Por conseguinte é uma estrutura que você pode ler sem essas
referências, e fica uma leitura muito abstrata, que precisa de uma pessoa que
tenha uma iniciação poética, o gosto pelo poema para poder curtir.
Se você tem essas informações com relação a essas epopéias, é
evidente que acrescenta-se a emoção da leitura daqueles poemas uma
substância poética complementar.
Na Odisséia temos o retorno do Ulisses, busca de Penélope, da cicatriz
na coxa, quer dizer, são momentos pontuais, que a mim, me emocionaram, não
estou querendo fazer uma revisão lírica do poema, estou extraindo do poema
situações poéticas que me emocionaram para construí-la duma forma lírica,
91
quer dizer, em vez de tomar a realidade como ponto de partida, tomo essas
epopéias.
Teria que rever um pouco o livro pra poder situar melhor isso. No caso
da Eneida o episódio de Dido, é um episódio que parece claramente definido,
outras coisas não são episódios específicos, mas, são atmosferas decorrentes
do poema, e assim por diante no caso da Divina Comédia, as voltas na escada
ascendente, são marcantes como no caso do inferno. Enfim, teria que dar uma
olhada em cima disso pra poder ver diretamente.

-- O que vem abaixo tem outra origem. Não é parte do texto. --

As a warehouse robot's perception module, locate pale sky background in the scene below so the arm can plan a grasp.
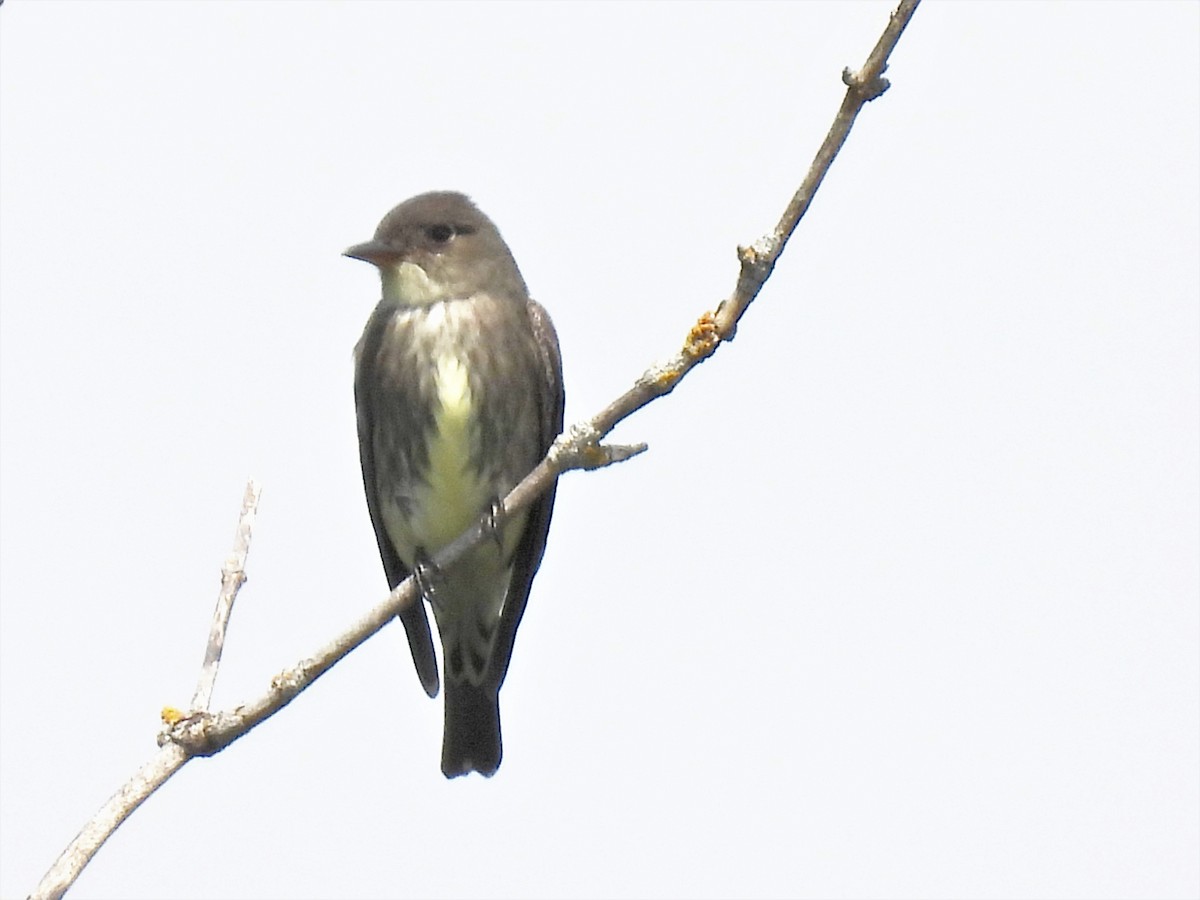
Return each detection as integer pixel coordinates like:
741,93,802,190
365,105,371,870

Voltando a questão desse diálogo atual.
Esse tipo, por exemplo, de leitura intensiva de uma intensificação dos
sentidos do poema exigirá a presença de notas de pé de página.
J. P: Na época que o Pentacantos foi publicado, esses aspectos da obra
foram percebidos, e no conjunto da sua obra existem outros livros que
destacam algum tipo de diálogo?
P. L: Acho que plenamente não, porque talvez nele isso não estivesse
muito claro, também não queria fazer uma coisa clara, queria que pudesse ser
percebido pelas alusões feitas em cada um dos cantos.
Depois de algum tempo refletindo melhor, acho que deveria ater usado a
estratégia, por exemplo, que usei recentemente no Do Coração e suas Amaras,
quer dizer, cujas notas no final do livro intercorrentes a leitura do poema.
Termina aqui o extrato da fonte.